Re: Poor PostgreSQL scaling on Linux 2.6.25-rc5 (vs 2.6.22)

From: Peter Zijlstra
Date: Mon Mar 17 2008 - 05:28:53 EST



Nick,

We do grow the period as the load increases, and this keeps the slice
constant - although it might not be big enough for your taste (but its
tunable)

Short running tasks will indeed be very likely to be run quickly after
wakeup because wakeup's are placed left in the tree. (and when using
sleeper fairness, can get up to a whole slice bonus).

Interactivity is all about generating a scheduling pattern that is easy
on the human brain - that means predictable and preferably with lags <
40ms - as long as the interval is predictable the human brain will patch
up a lot, once it becomes erratic all is out the window. (human
perception of lags is in the 10ms range, but up to 40ms seems to do
acceptable patch up as long as its predictable).

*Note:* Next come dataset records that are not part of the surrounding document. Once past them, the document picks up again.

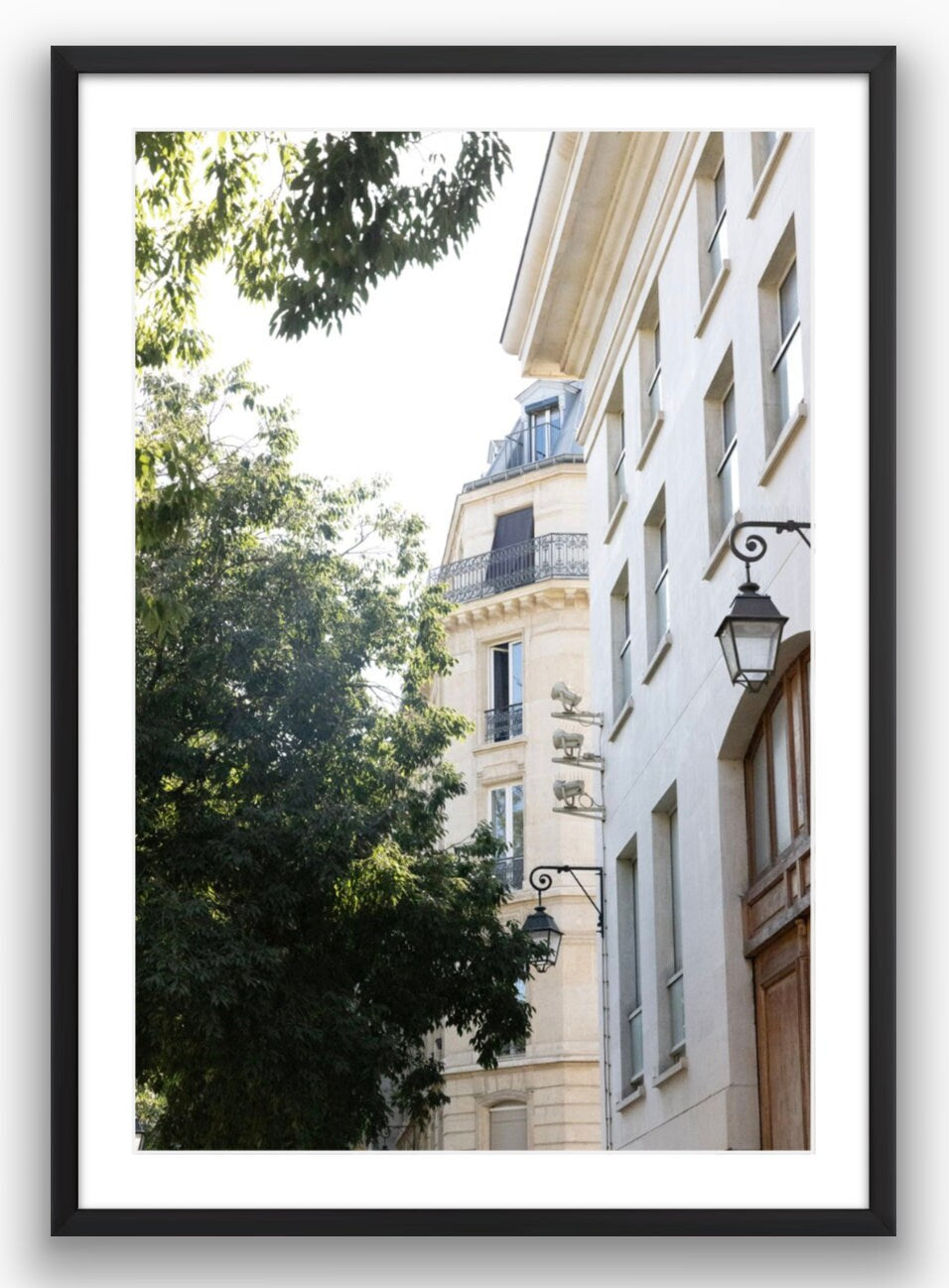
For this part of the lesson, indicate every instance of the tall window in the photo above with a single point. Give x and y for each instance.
(788, 364)
(631, 984)
(778, 773)
(515, 1049)
(722, 449)
(659, 582)
(615, 457)
(719, 241)
(620, 634)
(507, 826)
(728, 467)
(507, 1126)
(511, 561)
(654, 377)
(649, 349)
(676, 1001)
(655, 553)
(505, 717)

Due to current desktop bloat, its important cpu bound tasks are treated
well too. Take for instance scrolling firefox - that utterly consumes
the fastest cpus, still people expect a smooth experience. By ensuring
the scheduler behaviour degrades in a predicatable fashion, and trying
to keep the latency to a sane level.


The thing that seems to trip up this psql thing is the strict
requirement to always run the leftmost task. If all tasks have very
short runnable periods, we start interleaving between all contending
tasks. The way we're looking to solve this by weakening this leftmost
requirement so that a server/client pair can ping-pong for a while, then
switch to another pair which gets to ping-pong for a while.

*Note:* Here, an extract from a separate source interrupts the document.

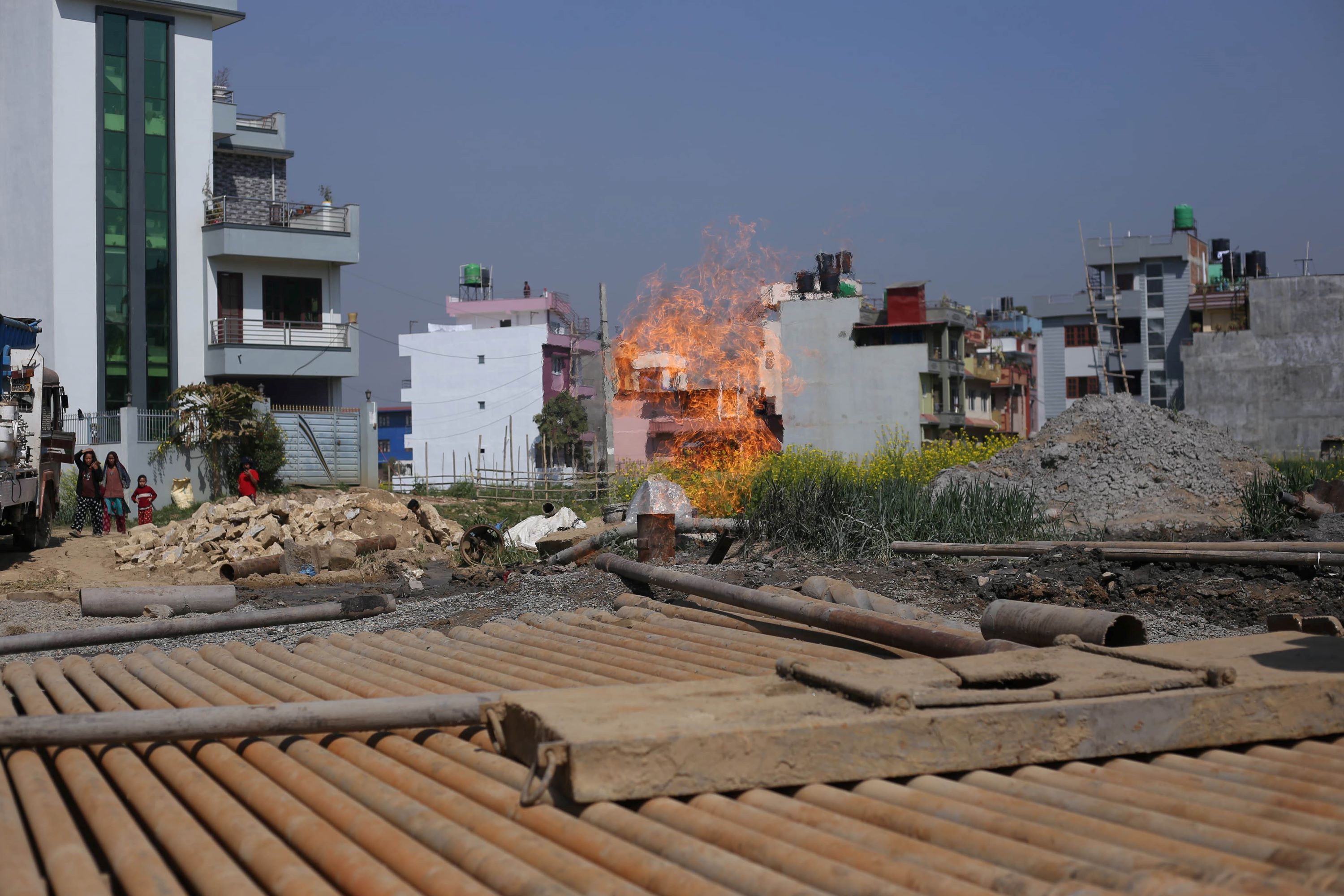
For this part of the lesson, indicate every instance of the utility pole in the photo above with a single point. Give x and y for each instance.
(608, 383)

This alternating pattern as opposed to the interleaving pattern is much
more friendly to the cache. And we should do it in such a manner that we
still ensure fairness and predictablilty and such.

The latest sched code contains a few patches in this direction
(.25-rc6), and they seem to have the desired effect on 1 socket single
and dual core and 8 socket single core and dual core. On quad core we
seem to have some load balance problems that destroy the workload in
other interresting ways - looking into that now.